JOSIE: No one cares about you when you're old. Put you on the
rubbish heap... Breda, aren't there any biscuits to go with the
tea. You know I like biscuits with my tea. And not those crumbly
ones, either.
BREDA: "Catherine felt dowdy by comparison, though an objective
onlooker might have considered her as lovely as any of those exotic
creatures in her simple grey dress of watered silk, her corn-coloured
hair tied back as usual in a neat chignon."
JOSIE: Why d you never get them jaffa cakes any more, Breda? I
love them jaffa cakes.
BREDA: "But she was nothing but the governess. No one paid any
attention to her. She was invisible in the motley crowd. Yet Catherine
felt no envy. Her position she even considered an advantage. She
could stare and stare at the bright scene to her heart's content,
secure in the knowledge of her invisibility."
Waitress enters and switches to country music, then brings
Breda a glass of water. Breda sits down. Waitress crosses to Josie
and gives her tea.
WAITRESS: There y'are. Josie.
JOSIE: [back to normal] Thanks, Carmel love.
WAITRESS: [to Breda] Soup won't be long now, pet. [Exits
to kitchen]
JOSIE: Very nice woman, that.
BREDA: Er.. yes.. she seems nice.
JOSIE: [whispers] You wouldn't think to look at her she's
only got one breast.
BREDA: What?
JOSIE: Dreadful life she has, dreadful.
BREDA: I can't hear you.
JOSIE: Her old man's a wrong'un, you know... Drinks....
BREDA: What?
Josie points at Breda's glass
BREDA: [misunderstands] Oh... It's water... [drinks]
JOSIE: Not water, love. Vodka mostly. It's cheaper, see. Or turps,
even...
BREDA: Ugh... [splutters and pushes the glass away]

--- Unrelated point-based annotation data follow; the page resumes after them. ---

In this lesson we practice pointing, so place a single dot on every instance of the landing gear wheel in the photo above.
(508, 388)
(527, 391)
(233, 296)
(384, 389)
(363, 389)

JOSIE: But one thing I will say for her. She's always cheerful.
Keeps on smiling through, like... I'll say that for her... She's
a regular trouper, is Carmel.
Doorbell rings as man [OLLIE] enters. Rubs his hands together
OLLIE: Hey Josie. How are yer. [Looks at Breda sideways]
Any service in this joint. [Bangs on counter] Carmel, Carmel...
It's yer best customer.
WAITRESS: [calls] Oh yeah... I can guess.
Ollie looks round at Breda and laughs
OLLIE: What's on today, then? What culinary delights do you have
for us today, eh? What delicacies to tempt the jaded palate?
CARMEL: [calls] Read for yourself.
OLLIE: Let me guess... [sniffs] Ahhh... Bisto!... Cabbage....
Oxtail coup... Bacon...
Waitress enters
OLLIE: Just like me ould mam used to make.
WAITRESS: You'll be having the dinner then, Ollie?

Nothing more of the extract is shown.